As detailed in a Saturday report from Bleeping Computer, BidenCash first came onto the scene in June this year when they leaked several thousand credit card details for free online. If the number of credit cards from this latest release are still active, it would point to the site blossoming over the course of just a few months, as well as just how prolific online credit card theft has become. This also isn’t even the first massive credit card leak of its kind. Last year, another hacker credit card shop All World Cards released over 1 million card details online.

The 1.2 million credit card details also contain the associated personal information any hacker would need in order to facilitate digital transactions, including the person’s name, bank name, social security number, email, phone number, and address, according to multiple reports and leaked screenshots.

The credit cards could come from multiple sources, including from malware forced into online shops, individual user malware attacks, or from breaches of companies who store credit card info. Cyber security firm D3Lab wrote that most of this card info comes from web skimmers, otherwise known as magecart attacks where hackers inject malware code into a website, allowing them to extract data from typical HTML forms people use to fill in personal or credit card details..

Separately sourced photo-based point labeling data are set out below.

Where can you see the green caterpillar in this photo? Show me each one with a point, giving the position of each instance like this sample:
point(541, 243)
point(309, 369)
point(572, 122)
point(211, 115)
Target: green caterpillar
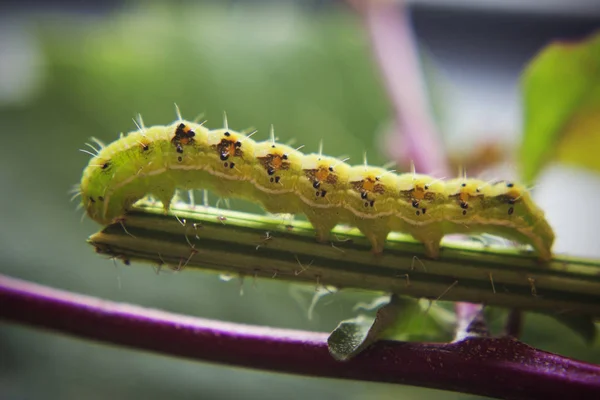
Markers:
point(185, 155)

Cyber security researchers at Cyble wrote the majority of the 1.2 million cards were from U.S. users. The majority of those cards, 53% to be exact, were from American Express. Gizmodo reached out to the bank to ask whether those cards have been terminated and if any had been used for fraudulent transactions since the card numbers were released, but we did not immediately hear back. Other card issuers included the likes of Wells Fargo Bank, U.S. Bank, and Bank of America.

Since the details of the credit cards were freely available online, it’s likely the card issuers have already been informed about the leak, though it remains unclear how many people could have had their credit cards used in that time. Bleeping Computer reported that D3Labs—itself a company based in Italy—had analyzed some of those cards and determined 30% were still active, though many cards could have been listed in the previous All World Cards dump, and many others could have already been blocked.

Gizmodo reached out to D3Labs and we’ll update this post if we hear more.

According to Cyble, BidenCash came onto the scene as a small player back in 2021, but after other major illicit shops retired or were shut down by cyber cops, BidenCash came onto the scene and used its big marketing push to establish itself as a dominant force in the world of ill-gotten credit cards.

And what does the “Biden” in the hackers’ web name point to? Nothing, really. Past credit card dump shops included the likes of Joker Stash, Ferum Stash, and “Trump Dump.” Companies, including big banks, have routinely failed to prevent major breaches that steal users’ credit card information.